Le virus tue. La peur aussi. En République démocratique du Congo (RDC), de plus en plus de femmes enceintes évitent les centres de santé par crainte d’Ebola. L’agence de l’ONU en charge des questions de santé sexuelle et reproductive (UNFPA) redoute une crise silencieuse : celle des mères et des nouveau-nés qui pourraient mourir faute de soins pourtant accessibles.
Sur le terrain, les soignants voient la même scène se répéter. Des femmes enceintes repoussent leurs consultations prénatales, contournent les établissements de santé ou choisissent d’accoucher chez elles, même lorsque des complications surviennent.
« Lorsque le virus Ebola se propage, la peur se propage également », résument les équipes médicales. Selon l’UNFPA, le danger est désormais double : certaines femmes risquent de perdre la vie non à cause du virus, mais parce que les soins capables de les sauver sont délaissés ou deviennent hors de portée.
S’exprimant depuis Kinshasa, la capitale congolaise, la Représentante adjointe de l’UNFPA en RDC redoute les conséquences de ce climat de peur.
Jusqu’à 90 % de mortalité chez les femmes enceintes infectées
« La plupart du temps, on ne leur fait plus confiance (aux équipes de santé), ou bien ces établissements ne sont plus sûrs. Nous constatons déjà les conséquences de cette situation : le taux de mortalité maternelle dans la région la plus touchée par l’épidémie d’Ebola a doublé depuis le 25 mai », a déclaré Noemi Dalmonte lors d’un point de presse régulier de l’ONU à Genève.

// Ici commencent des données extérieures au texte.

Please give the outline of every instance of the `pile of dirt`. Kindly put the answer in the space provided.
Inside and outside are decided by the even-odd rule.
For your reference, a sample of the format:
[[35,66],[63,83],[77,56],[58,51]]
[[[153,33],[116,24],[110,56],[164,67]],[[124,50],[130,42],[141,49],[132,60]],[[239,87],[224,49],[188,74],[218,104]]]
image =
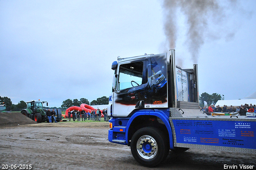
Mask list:
[[0,113],[0,126],[10,126],[37,123],[20,112]]

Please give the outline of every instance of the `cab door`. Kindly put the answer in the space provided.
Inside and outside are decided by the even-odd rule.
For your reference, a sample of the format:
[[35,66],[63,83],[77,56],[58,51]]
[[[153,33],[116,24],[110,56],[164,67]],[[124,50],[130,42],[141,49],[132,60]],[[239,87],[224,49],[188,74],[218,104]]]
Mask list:
[[148,84],[148,60],[145,58],[118,65],[113,98],[113,116],[126,117],[136,108],[144,108]]

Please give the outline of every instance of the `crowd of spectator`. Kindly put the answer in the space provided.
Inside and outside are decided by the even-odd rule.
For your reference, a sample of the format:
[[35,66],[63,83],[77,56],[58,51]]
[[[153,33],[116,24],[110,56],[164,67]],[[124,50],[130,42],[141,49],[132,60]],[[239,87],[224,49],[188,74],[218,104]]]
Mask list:
[[245,104],[244,105],[241,104],[241,106],[235,107],[232,105],[228,106],[227,105],[224,105],[222,108],[220,107],[220,105],[218,105],[215,107],[214,104],[210,105],[208,107],[206,106],[203,107],[202,108],[202,110],[206,112],[222,112],[227,113],[232,113],[238,112],[241,116],[246,115],[247,112],[256,113],[256,106],[250,104],[249,105]]
[[[104,116],[104,121],[108,121],[108,109],[104,109],[102,110],[102,114]],[[78,121],[80,121],[80,118],[82,117],[82,121],[84,121],[86,120],[94,120],[94,121],[100,121],[102,112],[100,109],[95,109],[92,110],[91,112],[84,110],[84,109],[80,112],[79,110],[73,110],[71,111],[68,110],[68,121],[71,121],[71,114],[73,118],[73,120],[75,121],[77,119]]]

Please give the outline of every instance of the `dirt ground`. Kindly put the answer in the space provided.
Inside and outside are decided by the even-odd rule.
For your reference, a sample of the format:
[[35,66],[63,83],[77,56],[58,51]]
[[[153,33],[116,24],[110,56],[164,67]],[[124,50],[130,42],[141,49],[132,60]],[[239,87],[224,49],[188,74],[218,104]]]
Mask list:
[[179,154],[170,151],[164,162],[148,168],[134,160],[129,147],[108,142],[108,127],[106,122],[84,122],[2,126],[0,168],[31,164],[34,170],[218,170],[225,164],[237,169],[240,164],[256,164],[255,155],[190,149]]

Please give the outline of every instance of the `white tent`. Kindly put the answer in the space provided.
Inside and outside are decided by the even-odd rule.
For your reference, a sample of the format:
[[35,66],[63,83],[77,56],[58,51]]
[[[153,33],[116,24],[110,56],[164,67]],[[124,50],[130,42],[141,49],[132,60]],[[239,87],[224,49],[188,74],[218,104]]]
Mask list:
[[246,103],[249,105],[251,103],[253,105],[256,104],[256,99],[219,100],[215,104],[215,107],[218,105],[220,105],[220,107],[223,107],[224,104],[228,106],[230,106],[230,105],[238,106],[241,106],[241,104],[244,105]]

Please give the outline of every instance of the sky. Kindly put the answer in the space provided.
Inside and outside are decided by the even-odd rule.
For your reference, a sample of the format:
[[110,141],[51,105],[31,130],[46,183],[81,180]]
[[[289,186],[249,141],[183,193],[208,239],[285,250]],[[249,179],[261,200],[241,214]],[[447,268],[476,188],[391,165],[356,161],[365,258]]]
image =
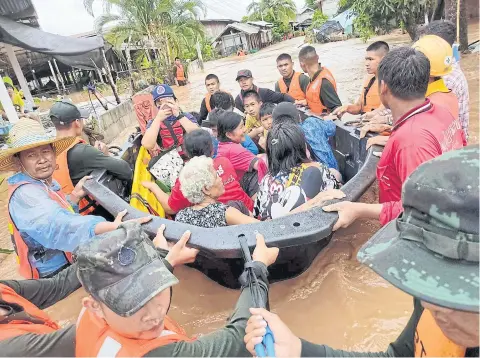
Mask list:
[[[240,20],[246,14],[249,0],[203,0],[207,19]],[[294,0],[300,10],[304,0]],[[58,35],[75,35],[93,30],[93,17],[83,7],[83,0],[33,0],[42,30]],[[94,12],[102,13],[102,2],[96,0]]]

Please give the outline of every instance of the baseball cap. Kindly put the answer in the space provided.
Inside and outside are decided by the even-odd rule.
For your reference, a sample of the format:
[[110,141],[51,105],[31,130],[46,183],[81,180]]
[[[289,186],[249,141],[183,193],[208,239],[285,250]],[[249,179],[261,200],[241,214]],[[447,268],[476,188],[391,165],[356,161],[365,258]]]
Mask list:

Sans donner de chiffres précis sur le nombre de décès maternels supplémentaires dans la province orientale de l’Ituri, épicentre de l’épidémie, l’agence onusienne craint que cette épidémie risque de déclencher « une deuxième crise, plus discrète, liée aux décès évitables de mères et de nouveau-nés ».
D’autant que les épidémies précédentes ont révélé des taux de mortalité maternelle alarmants. « Ce taux chez les femmes enceintes infectées par le virus Ebola a atteint 90 %, et les parents font face à une mortalité élevée. La mortalité périnatale concerne la période juste avant ou après la naissance ; dans certains contextes, elle atteint 100 % », a ajouté Mme Dalmonte.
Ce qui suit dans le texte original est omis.